The King’s Roost is a little hidden D.I.Y. gem in Silver Lake, offering ingredients and tools for cooking projects as well as freshly milled flours and a corner for cooking classes and workshops. Owner Roe Sie is a from-scratch kind of creator who loves sharing his knowledge and passion for grains from local farmers, milling his own flours and baking bread as well as conducting aquaponics and fermentation.

Sie has a background in finance but opened his little emporium in 2014 as a hobby. Since then he has garnered a bit of a niche in the bread baking community as well as a cult following with classes like the “Sourdough Starter Workshop” and “100% Whole Wheat Sourdough.”

“There are some things you simply can’t learn from a video,” Sie tells L.A. Weekly at a recent pasta workshop. “This stuff is tactile, it’s where art meets science. And it’s interactive, so people are coming to us to experience it with others.”

Students Shanna Kim, left, Courtney Brown, Ally Weldon, Dan Croll, Melissa Garcia, chef Mary Payne Moran and the author; Credit: Jessica Chappe

Students Shanna Kim, left, Courtney Brown, Ally Weldon, Dan Croll, Melissa Garcia, chef Mary Payne Moran and the author; Credit: Jessica Chappe

Apart from Grist & Toll in Pasadena, the King’s Roost is one of the only places in L.A. to buy fresh flours like rye and semolina. All grains at the Roost are kept in jars, so when a customer wants to buy flour, the grains are milled on-site to order, resulting in a fresh, warm bag of flour. Sie’s goal is to bypass the industrial food system and get people to buy grains straight from farmers and mill them at home.

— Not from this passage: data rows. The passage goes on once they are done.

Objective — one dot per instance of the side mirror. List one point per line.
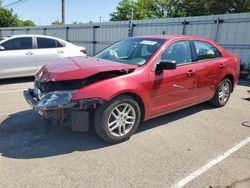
(2, 48)
(166, 65)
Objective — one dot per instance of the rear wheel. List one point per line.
(222, 93)
(118, 120)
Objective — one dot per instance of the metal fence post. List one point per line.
(184, 23)
(94, 38)
(131, 29)
(67, 34)
(44, 31)
(217, 22)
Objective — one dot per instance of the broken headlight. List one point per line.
(55, 100)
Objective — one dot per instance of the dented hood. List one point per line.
(73, 68)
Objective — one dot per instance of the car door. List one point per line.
(17, 58)
(48, 50)
(173, 89)
(209, 67)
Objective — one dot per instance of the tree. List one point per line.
(57, 22)
(25, 23)
(124, 11)
(8, 19)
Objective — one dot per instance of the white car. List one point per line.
(23, 55)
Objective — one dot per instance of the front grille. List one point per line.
(46, 87)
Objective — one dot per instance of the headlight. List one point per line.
(54, 100)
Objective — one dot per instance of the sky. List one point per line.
(44, 12)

Other than the bread baking classes, the Roost hosts classes on fermentation and pasta making. I attended a pasta-making workshop led by chef Mary Payne Moran of Traditional Home magazine.

Full disclosure: I felt like a bit of a cheater in the workshop — I used to be the pasta maker at Michael’s restaurant in Santa Monica. But Moran was such a thorough and approachable instructor that even I learned something. Watching her feed her sheet of dough into the pasta cutter and produce semolina noodles was somewhat hypnotizing.

The King's Roost; Credit: Jessica Chappe

The King's Roost; Credit: Jessica Chappe

After her initial demonstration, we were released to explore and experiment on the semolina landscape on our own. One of my classmates,  Dan Croll, came with girlfriend Ally Weldon in an effort to learn to cook more at home. Friends Courtney Brown, Shanna Kim and Melissa Garcia came in celebration of Kim’s birthday, all of which resulted in a pretty lively classroom.

When it was our turn to use the pasta machines, Kim, Garcia and Brown worked together, attracting passers-by to watch through the big kitchen window as we cut our fettucine.

“Not only does everyone love pasta but people are realizing that they don’t know how to make anything from scratch anymore,” Brown said. “It's more fun to learn in person from a living breathing human.”

At the end of the evening, Sie sent everyone off with big bags of pasta made with freshly milled semolina straight from the grain — a King’s Roost specialty.

“Oh, we’re opening our own pasta shop after this,” Brown said, filled with DIY joy.